Homeland Recap: Season 3, Episode 11, Big Man in Tehran
Photo: Showtime

For three seasons, Homeland has been having it both ways with the exceedingly charismatic Damian Lewis, who plays the tortured Nicholas Brody. A good guy one episode and a bad guy the next, he began as a presumed-dead American soldier turned into an Islamic terrorist before being “saved” by the C.I.A.; he was then disavowed again and propped up on heroin in a basement in Caracas before most recently being re-recruited by Saul (Mandy Patinkin) in the hopes that he could get close enough to assassinate the Director of Iranian Intelligence, General Akbari (Houshang Touzie), thereby promoting Saul’s true asset within Tehran, Majid Javadi (Shaun Toub).

At first, the season’s penultimate episode, “Big Man in Tehran,” appears to be business as usual: When Carrie’s (Claire Danes) plan to have Brody stab Akbari with a cyanide syringe as two Israeli agents provide an explosive distraction fails, Brody flips once more, with both Akbari and Abu Nazir’s widow (Naz Daravian) promising this former “sword of Allah” the chance to be a hero, the beloved man of the people that he always wanted to be. Embraced by the citizens in a publicity stunt, he destroys the needle and welcomes the chance to denounce the United States, heralded as “the U.S. Marine who bombed Langley, the American hero who said ‘no more.’”

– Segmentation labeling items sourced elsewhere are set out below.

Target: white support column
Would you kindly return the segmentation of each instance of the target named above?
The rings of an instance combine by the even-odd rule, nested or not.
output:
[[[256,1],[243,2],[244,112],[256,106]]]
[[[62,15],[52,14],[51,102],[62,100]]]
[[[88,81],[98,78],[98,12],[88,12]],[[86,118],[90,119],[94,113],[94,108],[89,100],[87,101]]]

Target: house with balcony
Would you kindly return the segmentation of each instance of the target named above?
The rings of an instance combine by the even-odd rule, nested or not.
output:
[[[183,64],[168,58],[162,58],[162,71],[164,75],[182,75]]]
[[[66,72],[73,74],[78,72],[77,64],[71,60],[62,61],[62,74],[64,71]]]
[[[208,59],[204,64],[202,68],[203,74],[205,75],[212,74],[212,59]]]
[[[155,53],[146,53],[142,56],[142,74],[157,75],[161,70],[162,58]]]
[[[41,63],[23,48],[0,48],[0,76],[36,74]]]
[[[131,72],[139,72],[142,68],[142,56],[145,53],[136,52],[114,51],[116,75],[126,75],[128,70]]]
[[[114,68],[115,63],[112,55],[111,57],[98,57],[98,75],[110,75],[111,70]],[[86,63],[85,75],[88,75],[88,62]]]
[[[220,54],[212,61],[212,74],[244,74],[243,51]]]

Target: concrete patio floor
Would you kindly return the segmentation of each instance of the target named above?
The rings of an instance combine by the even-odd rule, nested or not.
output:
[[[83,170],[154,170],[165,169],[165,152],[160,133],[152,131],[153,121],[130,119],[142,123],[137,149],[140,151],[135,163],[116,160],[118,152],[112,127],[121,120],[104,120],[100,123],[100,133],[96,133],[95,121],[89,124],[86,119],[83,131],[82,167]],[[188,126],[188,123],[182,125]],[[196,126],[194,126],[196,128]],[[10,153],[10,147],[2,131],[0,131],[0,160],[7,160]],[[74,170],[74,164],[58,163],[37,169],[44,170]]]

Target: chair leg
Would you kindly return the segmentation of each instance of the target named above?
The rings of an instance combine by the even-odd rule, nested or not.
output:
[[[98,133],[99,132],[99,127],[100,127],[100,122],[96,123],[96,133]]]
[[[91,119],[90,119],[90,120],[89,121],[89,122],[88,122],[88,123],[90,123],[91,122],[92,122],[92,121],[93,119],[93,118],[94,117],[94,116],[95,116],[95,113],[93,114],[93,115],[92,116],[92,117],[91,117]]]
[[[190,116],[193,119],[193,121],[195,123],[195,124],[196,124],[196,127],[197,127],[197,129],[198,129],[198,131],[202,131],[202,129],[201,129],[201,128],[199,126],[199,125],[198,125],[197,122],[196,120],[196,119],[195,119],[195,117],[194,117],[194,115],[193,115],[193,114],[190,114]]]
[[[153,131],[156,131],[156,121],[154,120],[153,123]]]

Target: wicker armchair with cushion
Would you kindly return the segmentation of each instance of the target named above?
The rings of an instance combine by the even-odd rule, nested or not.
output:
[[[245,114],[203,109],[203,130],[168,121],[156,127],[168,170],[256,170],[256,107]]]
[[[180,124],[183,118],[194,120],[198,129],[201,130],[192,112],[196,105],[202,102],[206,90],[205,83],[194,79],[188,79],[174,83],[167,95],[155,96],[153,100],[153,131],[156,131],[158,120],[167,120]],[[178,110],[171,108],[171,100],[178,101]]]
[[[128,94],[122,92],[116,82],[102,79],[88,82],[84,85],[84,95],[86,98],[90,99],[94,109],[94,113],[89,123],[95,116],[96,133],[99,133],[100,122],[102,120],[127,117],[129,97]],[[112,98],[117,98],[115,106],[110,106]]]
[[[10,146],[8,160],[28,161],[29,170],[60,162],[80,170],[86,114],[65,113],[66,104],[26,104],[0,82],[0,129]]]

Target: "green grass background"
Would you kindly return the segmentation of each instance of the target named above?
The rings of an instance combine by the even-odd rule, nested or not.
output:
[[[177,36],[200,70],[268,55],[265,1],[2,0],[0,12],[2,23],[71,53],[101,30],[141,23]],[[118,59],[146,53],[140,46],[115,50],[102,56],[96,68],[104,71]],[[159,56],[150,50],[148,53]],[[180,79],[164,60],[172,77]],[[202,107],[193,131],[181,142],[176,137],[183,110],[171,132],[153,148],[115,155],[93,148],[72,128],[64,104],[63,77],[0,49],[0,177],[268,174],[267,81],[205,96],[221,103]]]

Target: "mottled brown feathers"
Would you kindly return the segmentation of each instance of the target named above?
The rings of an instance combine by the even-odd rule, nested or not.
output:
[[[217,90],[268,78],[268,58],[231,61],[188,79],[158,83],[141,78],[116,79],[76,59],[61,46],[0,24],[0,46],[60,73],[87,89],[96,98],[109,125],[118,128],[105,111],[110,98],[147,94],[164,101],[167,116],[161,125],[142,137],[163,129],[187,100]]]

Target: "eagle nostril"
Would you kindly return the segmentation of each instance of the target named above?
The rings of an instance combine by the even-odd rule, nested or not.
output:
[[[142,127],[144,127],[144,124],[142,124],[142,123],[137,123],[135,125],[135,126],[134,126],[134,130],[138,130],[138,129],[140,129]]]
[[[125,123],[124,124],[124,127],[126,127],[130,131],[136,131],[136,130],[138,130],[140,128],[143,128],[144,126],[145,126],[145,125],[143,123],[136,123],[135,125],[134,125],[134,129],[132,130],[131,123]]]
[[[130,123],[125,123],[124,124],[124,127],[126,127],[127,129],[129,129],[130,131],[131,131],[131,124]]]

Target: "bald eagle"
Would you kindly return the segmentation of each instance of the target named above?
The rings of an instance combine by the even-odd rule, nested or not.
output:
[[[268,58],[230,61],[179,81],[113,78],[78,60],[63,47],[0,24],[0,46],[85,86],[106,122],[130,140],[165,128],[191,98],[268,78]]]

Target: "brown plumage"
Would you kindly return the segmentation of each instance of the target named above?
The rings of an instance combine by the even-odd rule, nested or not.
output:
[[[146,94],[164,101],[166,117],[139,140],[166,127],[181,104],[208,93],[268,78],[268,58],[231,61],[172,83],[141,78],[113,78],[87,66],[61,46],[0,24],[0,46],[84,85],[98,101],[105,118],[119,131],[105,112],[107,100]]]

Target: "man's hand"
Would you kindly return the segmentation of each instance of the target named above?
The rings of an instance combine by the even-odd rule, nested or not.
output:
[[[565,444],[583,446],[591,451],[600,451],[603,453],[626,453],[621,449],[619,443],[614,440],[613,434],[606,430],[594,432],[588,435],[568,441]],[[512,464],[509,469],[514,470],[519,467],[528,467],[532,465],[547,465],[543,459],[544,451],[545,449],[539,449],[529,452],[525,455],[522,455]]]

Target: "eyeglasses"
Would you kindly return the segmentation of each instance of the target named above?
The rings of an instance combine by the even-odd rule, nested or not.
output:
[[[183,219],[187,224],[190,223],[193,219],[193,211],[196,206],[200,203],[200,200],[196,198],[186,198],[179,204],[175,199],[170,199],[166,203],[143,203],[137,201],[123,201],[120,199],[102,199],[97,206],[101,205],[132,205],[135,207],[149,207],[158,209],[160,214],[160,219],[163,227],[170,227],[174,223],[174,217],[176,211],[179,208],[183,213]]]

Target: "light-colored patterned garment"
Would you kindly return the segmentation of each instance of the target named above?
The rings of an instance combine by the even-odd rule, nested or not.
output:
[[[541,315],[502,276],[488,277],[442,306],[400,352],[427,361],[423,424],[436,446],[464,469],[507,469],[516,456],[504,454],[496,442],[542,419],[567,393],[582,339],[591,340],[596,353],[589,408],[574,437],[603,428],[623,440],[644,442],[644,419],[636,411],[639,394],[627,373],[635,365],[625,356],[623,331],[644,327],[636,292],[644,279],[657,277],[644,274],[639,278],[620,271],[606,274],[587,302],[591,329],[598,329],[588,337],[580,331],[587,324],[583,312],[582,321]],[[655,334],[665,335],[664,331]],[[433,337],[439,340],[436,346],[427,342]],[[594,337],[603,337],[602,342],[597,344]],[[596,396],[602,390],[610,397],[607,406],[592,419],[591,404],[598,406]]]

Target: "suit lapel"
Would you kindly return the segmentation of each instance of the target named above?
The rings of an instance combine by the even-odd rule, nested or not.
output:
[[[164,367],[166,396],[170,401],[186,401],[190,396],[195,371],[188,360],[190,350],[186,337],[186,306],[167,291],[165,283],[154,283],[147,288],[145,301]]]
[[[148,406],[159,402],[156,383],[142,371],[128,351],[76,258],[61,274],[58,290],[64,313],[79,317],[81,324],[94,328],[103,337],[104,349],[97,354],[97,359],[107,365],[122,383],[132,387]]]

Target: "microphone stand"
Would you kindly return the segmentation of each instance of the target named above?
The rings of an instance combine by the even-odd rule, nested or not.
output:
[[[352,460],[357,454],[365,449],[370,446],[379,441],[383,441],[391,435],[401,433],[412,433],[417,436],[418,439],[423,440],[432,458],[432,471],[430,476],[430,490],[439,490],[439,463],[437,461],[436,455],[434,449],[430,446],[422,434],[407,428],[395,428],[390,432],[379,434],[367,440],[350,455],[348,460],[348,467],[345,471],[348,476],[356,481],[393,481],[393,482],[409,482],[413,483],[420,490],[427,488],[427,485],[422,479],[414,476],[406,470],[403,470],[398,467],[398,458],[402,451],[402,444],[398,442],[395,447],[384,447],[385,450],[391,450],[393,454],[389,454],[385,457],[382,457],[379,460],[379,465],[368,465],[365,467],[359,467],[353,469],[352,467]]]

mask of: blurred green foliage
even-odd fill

But as the episode continues, it becomes clearer that if Brody is a sword, he’s the unreliable, perilous one that Damocles used according to Greek legend. Carrie’s convinced that Brody’s still working for the C.I.A., looking for an opportunity to strike, but then again, she also stares at her slowly swelling belly whenever she hears the man’s name. Back at the C.I.A., however, Senator Lockhart (Tracy Letts) and Dar Adal (F. Murray Abraham) want to cut their losses and force Saul to approve a hit on Brody, lest he reveal that Javadi’s been turned by the C.I.A.. (Saul can no longer justify or rationalize Carrie’s emotional responses; after all, he’s the man who set aside his own rage toward the Israeli spy who’d been fucking his wife, simply so that he could get assets in Tehran.) All these issues of faith and trust come to a head in a tensely directed scene in which a desperate Carrie manages to sneak Brody a phone and attempts to steer the man away from the two Israeli assassins sneaking up behind him at the other end of a crowded mosque. As with last week’s “Good Night,” the episode is a thrilling combination of fast-paced action and slow-burning character development—intellectual, but not academically inert.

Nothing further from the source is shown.